Jon Caramanica, writing in The New York Times, said Khalid’s debut album, “American Teen,” “most vividly recalls the promise embedded in the soundtracks of John Hughes films — that an outsider’s story might in fact be the thing that can unify and move millions.” That was certainly the case for “Location,” the three-times platinum single that peaked at No. 16 on the Billboard Hot 100, and its follow-up “Young Dumb & Broke,” which also reached platinum status and has been streamed more than 290 million times on Spotify.
He has also been a near-constant presence on the award show circuit, including the MTV Video Music Awards and the BET Awards, and has proved himself a cross-genre chameleon with appearances not only on “1-800-273-8255” but also Alina Baraz’s “Electric,” Calvin Harris’s “Rollin”and Marshmello’s “Silence.”
Over the phone on his way to the airport not long after the Grammy announcement, Khalid was ebullient and bursting with praise for his fellow nominees as he discussed the diverse crop and looked back on his dreamer days. These are edited excerpts from the conversation.
So how did it feel? Where were you this morning? Take me through it.
I woke up at like 5:30 in the morning in L.A. It was one of those anxious moments, like Christmas, where you wait to go see what’s under the tree. I was very excited, but it doesn’t feel all too real right now. Not long after seeing the nominations, I got a phone call from my mom congratulating me — that was very special. She was screaming on the phone, telling me how proud of me she was and how all my work paid off. And [saying] that she has to go find a dress for the award show.
So she’s your date then?
Take me back to January 2014, when you wrote a tweet about wanting to go to the Grammys. What was your life like then?
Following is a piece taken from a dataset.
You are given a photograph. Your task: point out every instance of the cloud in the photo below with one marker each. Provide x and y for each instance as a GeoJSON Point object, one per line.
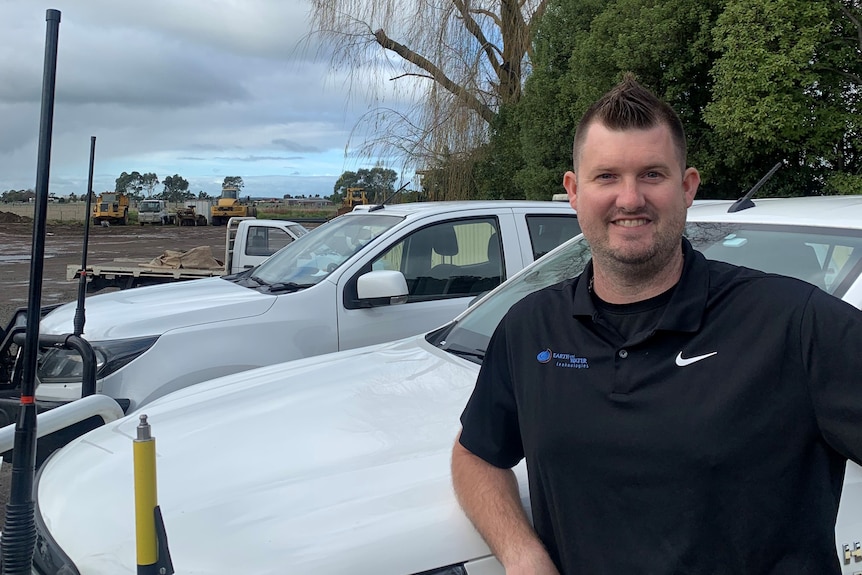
{"type": "Point", "coordinates": [203, 89]}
I was in high school in New York — I think I was a sophomore. I was very confused with where my life was heading, but I knew that whatever I did, music was going to be involved. I didn’t know if I’d be singing my own songs or writing for others. I was super into Broadway. I don’t even remember tweeting it. It was just off of energy.
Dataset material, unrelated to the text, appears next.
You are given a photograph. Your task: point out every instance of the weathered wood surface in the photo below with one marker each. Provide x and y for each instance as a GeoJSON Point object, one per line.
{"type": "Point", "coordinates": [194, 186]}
In 2015, that’s when I started writing music. I didn’t remember the tweet until 2017. I couldn’t have prepared myself for the roller coaster that I just rode this whole year. Even as a young boy who was very confused, I put that out in the world, and it came true.
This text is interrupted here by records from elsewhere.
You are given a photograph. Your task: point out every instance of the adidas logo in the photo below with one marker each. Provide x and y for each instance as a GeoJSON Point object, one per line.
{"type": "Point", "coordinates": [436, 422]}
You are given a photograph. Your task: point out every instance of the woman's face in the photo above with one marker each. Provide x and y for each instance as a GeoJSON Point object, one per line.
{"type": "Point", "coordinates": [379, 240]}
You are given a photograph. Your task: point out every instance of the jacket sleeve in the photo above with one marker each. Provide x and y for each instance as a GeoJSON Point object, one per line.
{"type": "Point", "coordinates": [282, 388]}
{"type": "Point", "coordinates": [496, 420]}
How many times do you think you’ve performed “Location” this year? Are you sick of it yet?
I wouldn’t say I’m sick of it — it changed my life forever. But I’ve performed it a lot. Every time I feel a special energy to see everybody in the audience sing every single word super loud. It’s almost like that song is competing with “Young Dumb & Broke” at the shows — some days “Location” will be louder, some days “Young Dumb & Broke” will be louder. They love “Silence,” with Marshmello, too.